You Better Ask Questions!

The role of a coach often centers on diagnosing problems and helping people come to an understanding of how their behavior or feelings are affecting their team and organization. Rarely is an issue so obvious that simply observing behavior and then sharing observations generate organizational or self-awareness. Questions are an important tool in any coach’s data gathering arsenal. Some questions are useful to expose management or leadership behaviors while others are targeted to generate knowledge at the individual and group level.  A sample of questions useful when working with individuals or groups (outside the earshot of their managers).

  1. Is it harder to get out of bed to come to work than it used to be?

This is a fairly blunt question that can be used once you have established a rapport with a team or group.  It establishes an admission that something has changed and that the respondent is less motivated.

  1. Are communication problems increasing?

Alternate:  Are there more arguments about how work will be done or who will do specific pieces of work?

Communication is one those core competencies teams require.  Communication problems are an indication of stress.  A combination of one-on-one conversation and group retrospectives are often needed to precisely identify the root cause and action plan to address the core issue.

  1. Were you asked for input to the change you are part of?

Lack of involvement often leads people to perceive that change is being done to them which increases stress and fear (and negative behavior).

  1. What is the most important part of your job?

Follow-on: Have you been asked to change how you do that part of your job?

Negative impacts to the part of a job that people care most about or feel are the most important will lead to lower motivation and potentially turnover unless they are redirected or the important bit is replaced with something else.

  1. How do you think this change will affect your family or team in the next year?

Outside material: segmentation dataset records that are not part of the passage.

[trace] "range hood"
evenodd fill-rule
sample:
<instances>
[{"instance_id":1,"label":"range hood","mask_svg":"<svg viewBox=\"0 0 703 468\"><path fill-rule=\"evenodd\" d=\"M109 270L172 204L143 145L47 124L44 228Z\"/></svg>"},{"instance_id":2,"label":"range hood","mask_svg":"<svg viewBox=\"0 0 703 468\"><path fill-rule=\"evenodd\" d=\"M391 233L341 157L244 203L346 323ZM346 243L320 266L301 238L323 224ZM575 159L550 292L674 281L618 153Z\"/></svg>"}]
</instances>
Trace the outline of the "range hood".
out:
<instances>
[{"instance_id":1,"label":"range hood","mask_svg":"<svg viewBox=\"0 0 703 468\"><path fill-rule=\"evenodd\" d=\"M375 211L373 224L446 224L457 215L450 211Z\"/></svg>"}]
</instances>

This is a storytelling type question.  People will sometimes feel safer describing how their team or family will be affected than describing the impact to themselves.

  1. Why is the organization putting all of this effort into changing?

If a team or an individual does not see (or understand) the reason for change they will tend not to invest significant effort make the change happen. Teams and individuals make numerous decisions on a daily basis, having an understanding of why a change is occurring will tend to make decisions that support the goal of the change.

  1. Will the change make it harder or easier to do your work?

The changes that make someone’s life harder better have a big payoff!

  1. What are the risks this change will cause (or make worse) you perceive?

Follow-on:  How can you mitigate the risks to you (or your team)?

Perceived risk generates stress and will lead people to gravitate toward the relative safety of old, well-known behavior.

  1. Do you have the skills to do the work you are being asked to perform?

Alternate:  How much training and support have you had access to in support of  the change?

FEAR, STRESS, BAD BEHAVIOR and TURNOVER!  When people don’t feel they have the skills or capabilities bad things happen.  This is a huge change failure.

  1.  Do you believe the change will succeed?

Follow-on:  What can you do to influence the chances of success?

Follow-on:  How will you benefit if the change succeeds?

When people believe a change will succeed they will be more apt to get on board with the change, put effort into making it happen, and into changing the minds of resistors. Believing that a change will fail demotivates everyone.

  1.  Is management handling the change process properly?

Follow-on: What is your greatest concern?

This question exposes feelings and improvement opportunities.

  1.  Is the organization’s culture consistent with change?

The “change” is not consistent with the organization culture is often code for many other issues that other questions may have exposed.  Always ask for examples of how the change clashes with the organization’s culture or values. Ask the person to tell you a story about how the organization would be different or how people would behave if the change did not conflict with the culture.  The change is inconsistent with their values.  

  1.  Can the people responsible for leading the change be trusted to do what is right for the organization?

Alternate: Who can you trust to tell you how you will be impacted?

Identifying trust problems are useful for helping tune change and how the change is being communicated.

While questions are not an end in their own right having the right question at the right time is often the only way to the get to the right end!